The Minister decided however to allow the application to proceed on the fast track process. This means in my view a greater chance of success and a quicker less inclusive process. The Unitary Plan provisions are still relevant but there is a greater chance that this application will succeed.
As mentioned in our submission the property is zoned residential – single house zone. It is part of the very pale tan area below.
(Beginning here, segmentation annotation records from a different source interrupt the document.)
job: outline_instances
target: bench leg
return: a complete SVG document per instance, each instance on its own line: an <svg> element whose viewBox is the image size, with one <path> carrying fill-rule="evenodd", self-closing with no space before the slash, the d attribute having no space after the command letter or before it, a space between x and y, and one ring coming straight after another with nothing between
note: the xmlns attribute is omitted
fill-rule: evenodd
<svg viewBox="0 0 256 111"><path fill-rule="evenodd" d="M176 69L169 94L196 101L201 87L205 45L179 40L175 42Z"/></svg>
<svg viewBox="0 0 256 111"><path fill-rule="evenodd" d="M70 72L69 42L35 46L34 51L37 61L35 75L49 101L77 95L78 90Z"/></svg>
This is the definition of the zone:
“The purpose of the Residential – Single House Zone is to maintain and enhance the amenity values of established residential neighbourhoods in number of locations. The particular amenity values of a neighbourhood may be based on special character informed by the past, spacious sites with some large trees, a coastal setting or other factors such as established neighbourhood character. …
To support the purpose of the zone, multi-unit development is not anticipated, with additional housing limited to the conversion of an existing dwelling into two dwellings and minor dwelling units. The zone is generally characterised by one to two storey high buildings consistent with a suburban built character.”
Generally the minimum lot size for a property in the single house zone is 600 square metres. The proposal is that section sizes are much smaller than this are created.
The proposed development is not far from the Sunnyvale Train Station. My estimate is that it is about 1,400 metres away. Currently Auckland Council is working on an 800 metre distance as signifying an area capable of intensification and the recently announced National Policy Statement on Urban Development anticipates construction of apartment buildings of at least six stories in walkable catchment areas around a railway station.
I am all for affordable housing. It is crazy that we have a city where teachers and police officers and nurses, let alone cleaners and supermarket workers, can barely afford to buy a house. But the Unitary Plan attempted to design a city where intensification could occur adjacent to major public transport routes and this development is outside of what was intended.
Clearly from recent feedback there is a great deal of public interest in the application. The local board’s role will be to represent those views and urge the Panel to respect the unitary plan zoning that already allows for significant intensification in the area.